🌟Vasilij’s note
On 12 June, at 5:21pm ET, the US Commerce Department issued an export control directive ordering Anthropic to disable Fable 5 and Mythos 5 for every foreign national, globally, with no advance notice. Firms running those models in production found them gone by the weekend. No SLA protects you from that. No contract clause anticipated it. This is not a criticism of Anthropic - they had no choice. It is the shape of renting capability from a vendor operating inside a geopolitical conflict. The operational question every firm should now ask is not "which cloud model should we use?" It is "which of our workflows can we afford to have switched off on a Friday evening, and which ones can we not?" That question now has a concrete, testable answer: local AI. This week I ran the comparison live - Hermes Desktop with Ollama against Claude Cowork - to find out what local actually delivers, where it falls short, and who it is genuinely for.
In today's edition
This week in agents | What changed
US government pulls Fable 5 and Mythos 5 overnight.
On 12 June, Anthropic was ordered to suspend access to its two most advanced models for all foreign nationals worldwide, including staff inside Anthropic. Because nationality verification at scale is not operationally feasible, the company disabled both models for all customers. Claude Opus 4.8 and other models remain available. → Any workflow running on a frontier model can be suspended by a government directive, not just deprecated by a vendor. Third-party AI risk now belongs in your contingency planning, not just your procurement review.
Hermes Desktop ships v0.17.0 - the "Reach" release.

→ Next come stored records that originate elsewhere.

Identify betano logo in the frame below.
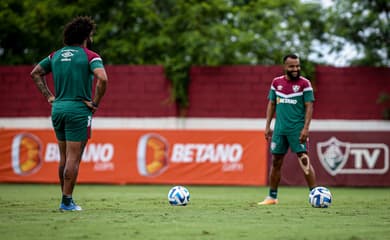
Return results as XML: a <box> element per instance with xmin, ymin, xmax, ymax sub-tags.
<box><xmin>11</xmin><ymin>133</ymin><xmax>42</xmax><ymax>176</ymax></box>
<box><xmin>137</xmin><ymin>133</ymin><xmax>244</xmax><ymax>176</ymax></box>
<box><xmin>317</xmin><ymin>137</ymin><xmax>389</xmax><ymax>176</ymax></box>
<box><xmin>276</xmin><ymin>97</ymin><xmax>298</xmax><ymax>105</ymax></box>
<box><xmin>45</xmin><ymin>143</ymin><xmax>115</xmax><ymax>171</ymax></box>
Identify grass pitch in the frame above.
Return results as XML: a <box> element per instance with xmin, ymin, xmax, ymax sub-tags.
<box><xmin>0</xmin><ymin>184</ymin><xmax>390</xmax><ymax>240</ymax></box>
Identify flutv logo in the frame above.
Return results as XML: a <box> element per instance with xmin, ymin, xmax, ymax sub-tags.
<box><xmin>317</xmin><ymin>137</ymin><xmax>389</xmax><ymax>176</ymax></box>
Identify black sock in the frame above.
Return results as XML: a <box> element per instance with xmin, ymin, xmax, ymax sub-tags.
<box><xmin>62</xmin><ymin>195</ymin><xmax>72</xmax><ymax>206</ymax></box>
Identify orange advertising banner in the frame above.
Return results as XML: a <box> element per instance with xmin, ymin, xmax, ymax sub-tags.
<box><xmin>0</xmin><ymin>129</ymin><xmax>267</xmax><ymax>186</ymax></box>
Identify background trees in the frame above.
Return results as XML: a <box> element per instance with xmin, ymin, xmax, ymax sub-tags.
<box><xmin>0</xmin><ymin>0</ymin><xmax>390</xmax><ymax>106</ymax></box>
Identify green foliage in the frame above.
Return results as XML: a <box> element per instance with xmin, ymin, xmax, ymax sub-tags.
<box><xmin>327</xmin><ymin>0</ymin><xmax>390</xmax><ymax>66</ymax></box>
<box><xmin>376</xmin><ymin>92</ymin><xmax>390</xmax><ymax>120</ymax></box>
<box><xmin>0</xmin><ymin>0</ymin><xmax>390</xmax><ymax>107</ymax></box>
<box><xmin>0</xmin><ymin>0</ymin><xmax>324</xmax><ymax>107</ymax></box>
<box><xmin>0</xmin><ymin>184</ymin><xmax>390</xmax><ymax>240</ymax></box>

Three weeks after its initial public preview, Nous Research's open-source agent has published its most substantial update yet: background subagents, iMessage integration via Photon, Cursor Composer model access, a full profile builder, and a rehauled Skills Hub browser. GitHub stars hit 180K+ in under four months. → Hermes is moving from developer experiment to operational tool faster than most expected. The governance question now decides whether it belongs in your firm - not the feature list.
Ollama crosses 52 million monthly downloads.
Q1 2026 data shows a 520x increase from 100K in Q1 2023. HuggingFace now hosts 135,000 GGUF-formatted models optimised for local inference. → Local AI is no longer a hobbyist category. The infrastructure has matured to the point where a practical deployment decision - not an experimental one - is now on the table for professional services firms handling sensitive client data.
Top moves | Signal → impact
US export controls hit frontier AI as a governance category, not just a product
Issued by the Commerce Department's Bureau of Industry and Security, 12 June 2026. The directive ordered Anthropic to suspend Fable 5 and Mythos 5 for any foreign national, whether inside or outside the US. The stated trigger was a reported jailbreak capability related to software vulnerability detection; Anthropic publicly disputed the proportionality of the response. The practical effect: all customers lost access to both models while Anthropic worked to comply - with no advance notice and no specific technical findings shared with the company before the order landed. → For consultancies with international staff or client-facing AI workflows: verify which models power your production systems today, map which workflows would fail if those models were suspended, and identify which of those failures you could tolerate versus which would be a client delivery risk. The Fable 5 suspension is a proof of concept for a risk that most firms had not modelled.
Hermes Desktop v0.16 and v0.17 ship in a single week
Two major releases in under seven days (19 June 2026). v0.17.0, the "Reach" release, adds background subagent execution, a new messaging channel (iMessage via Photon), Cursor Composer model access via xAI Grok, a full dashboard profile builder, and a rehauled Skills Hub. The self-improving loop - where agents with 20+ self-created skills complete similar tasks 40% faster in token consumption - has been corroborated by TokenMix's independent benchmarks (April 2026). The security picture is active: v0.16.0 closed 2 P0 issues, 62 P1 issues, and 16 security-tagged tickets in a single release window. → Hermes is iterating faster than most managed enterprise tools. The 40% efficiency gain from the skills loop is token reduction, not output quality improvement - a distinction worth keeping clear. If your firm is evaluating open-source agents, do not download from third-party mirrors; lookalike sites for Hermes Desktop are already circulating.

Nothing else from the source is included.